My partnership with my husband somehow feels like it's at an even newer level. I mean, sitting down talking about your future child is already intense. But having conversations like the ones we had to have over the past couple weeks was altogether mind-altering. During that week of unknowns, the only person I wanted to spend all of my time with was my husband. He was so patient, and we were sharing this sadness and scariness together. He was the only person who could feel exactly what I felt, and how often do we find ourselves in troubling times where we can identify even one other person who can so purely empathize? But for us to do this together, and have challenging thoughts and worries, paired with such necessary hugs and grasps, it made it much easier to tolerate. None of it was anything that we wanted, but we are a team now in a way that I felt like I couldn't really imagine. You don't picture yourself looking at your husband's eyes, talking about potentially losing a child you've carried for five months that's not yet born. You know it's a possibility, a life event that exists out there that people sadly must endure, but you just can't picture yourself doing it, actually having that conversation, and actually looking into his eyes, feeling so hurt because he's hurting, and the heartache of your own pain simultaneously. It's very intense, I hope we never have it quite that way again, but it reinforced for me, this is the perfect person for me because I feel like I can wake up and move around and live because I have this. Geez, I know I'm getting deep here, but I feel like it's yet another piece of a new me that wasn't here before. And it's connected to Nico forever.

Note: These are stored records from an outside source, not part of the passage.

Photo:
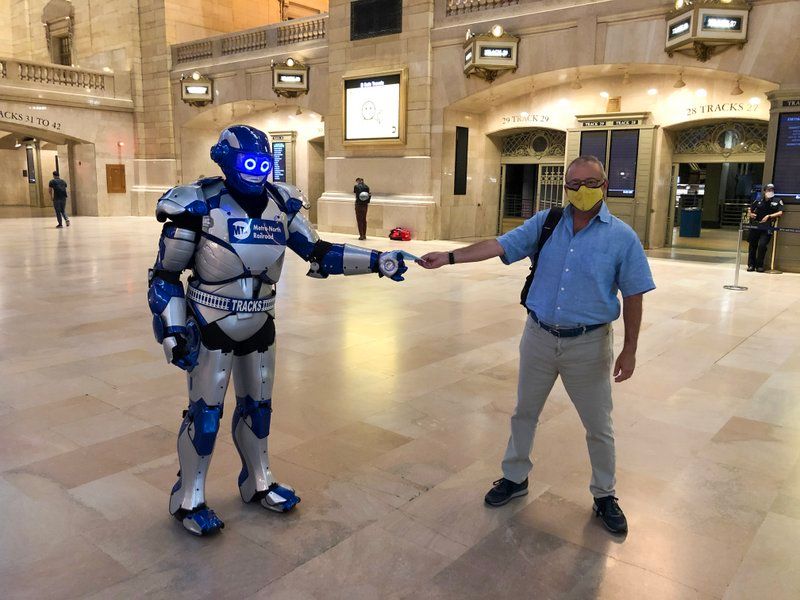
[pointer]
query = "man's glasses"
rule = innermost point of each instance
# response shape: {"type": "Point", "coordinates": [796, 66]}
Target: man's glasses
{"type": "Point", "coordinates": [575, 184]}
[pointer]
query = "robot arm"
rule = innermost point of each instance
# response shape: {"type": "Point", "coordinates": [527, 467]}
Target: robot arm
{"type": "Point", "coordinates": [340, 259]}
{"type": "Point", "coordinates": [165, 294]}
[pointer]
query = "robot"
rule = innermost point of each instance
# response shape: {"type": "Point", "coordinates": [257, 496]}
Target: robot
{"type": "Point", "coordinates": [232, 234]}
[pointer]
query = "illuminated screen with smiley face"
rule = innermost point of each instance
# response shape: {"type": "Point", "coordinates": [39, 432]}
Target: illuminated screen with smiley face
{"type": "Point", "coordinates": [372, 108]}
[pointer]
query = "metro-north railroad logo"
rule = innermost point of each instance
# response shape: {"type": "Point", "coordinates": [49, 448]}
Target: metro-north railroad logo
{"type": "Point", "coordinates": [241, 229]}
{"type": "Point", "coordinates": [256, 231]}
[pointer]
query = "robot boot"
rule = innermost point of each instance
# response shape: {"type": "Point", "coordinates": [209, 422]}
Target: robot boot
{"type": "Point", "coordinates": [251, 421]}
{"type": "Point", "coordinates": [196, 439]}
{"type": "Point", "coordinates": [195, 445]}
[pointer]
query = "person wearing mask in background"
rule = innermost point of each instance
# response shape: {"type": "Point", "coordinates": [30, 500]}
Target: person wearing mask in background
{"type": "Point", "coordinates": [58, 194]}
{"type": "Point", "coordinates": [571, 304]}
{"type": "Point", "coordinates": [361, 190]}
{"type": "Point", "coordinates": [761, 214]}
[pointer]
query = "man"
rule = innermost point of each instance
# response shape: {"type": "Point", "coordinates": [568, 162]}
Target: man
{"type": "Point", "coordinates": [760, 213]}
{"type": "Point", "coordinates": [589, 257]}
{"type": "Point", "coordinates": [361, 190]}
{"type": "Point", "coordinates": [58, 195]}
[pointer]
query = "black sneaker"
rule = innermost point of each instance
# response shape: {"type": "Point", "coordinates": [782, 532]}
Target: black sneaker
{"type": "Point", "coordinates": [607, 508]}
{"type": "Point", "coordinates": [504, 490]}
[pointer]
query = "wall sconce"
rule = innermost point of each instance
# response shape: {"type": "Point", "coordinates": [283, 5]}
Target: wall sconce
{"type": "Point", "coordinates": [290, 78]}
{"type": "Point", "coordinates": [491, 54]}
{"type": "Point", "coordinates": [697, 28]}
{"type": "Point", "coordinates": [197, 89]}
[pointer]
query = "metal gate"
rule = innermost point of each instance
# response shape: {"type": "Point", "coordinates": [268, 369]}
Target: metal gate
{"type": "Point", "coordinates": [514, 209]}
{"type": "Point", "coordinates": [551, 186]}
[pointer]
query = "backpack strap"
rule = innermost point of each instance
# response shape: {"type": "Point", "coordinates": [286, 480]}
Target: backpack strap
{"type": "Point", "coordinates": [553, 218]}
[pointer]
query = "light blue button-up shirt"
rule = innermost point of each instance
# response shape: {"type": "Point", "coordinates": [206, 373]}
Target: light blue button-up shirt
{"type": "Point", "coordinates": [579, 275]}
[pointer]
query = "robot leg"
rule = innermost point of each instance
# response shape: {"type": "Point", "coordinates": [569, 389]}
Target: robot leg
{"type": "Point", "coordinates": [253, 377]}
{"type": "Point", "coordinates": [207, 384]}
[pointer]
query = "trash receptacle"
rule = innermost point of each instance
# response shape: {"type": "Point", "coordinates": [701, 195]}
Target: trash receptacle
{"type": "Point", "coordinates": [691, 220]}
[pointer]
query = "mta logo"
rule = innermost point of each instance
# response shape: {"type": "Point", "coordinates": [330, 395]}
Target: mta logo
{"type": "Point", "coordinates": [241, 230]}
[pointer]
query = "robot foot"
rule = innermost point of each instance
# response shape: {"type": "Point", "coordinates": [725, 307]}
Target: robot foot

Despite all of this, I'm back on track in terms of my anticipation and excitement. I feel very confident and happy and even comfortable learning about our new road ahead. My dreams have changed--they're a bit more scary generally-speaking, and all of the cute furry animals that used to show up in my past dreams now look different. Some of them are missing an eye, or walking with only three legs. In my dreams, though, I am not scared by them, by how they look, nor do I feel worried for them. I just hug them and hold them and I want to care for them. It's a whole new dream world from only a few weeks ago, but I think it shows how my unconscious mind is slowly returning to where my renewed positive thinking currently resides. It's okay, I will be patient. I'll let my dreamworld catch up to where we are now, and the good news we have to work with.
Little is being patient too, I can tell. I swear she kicks when I have moments of worry, when I feel she has been quiet for too long, and it is simply the best medicine.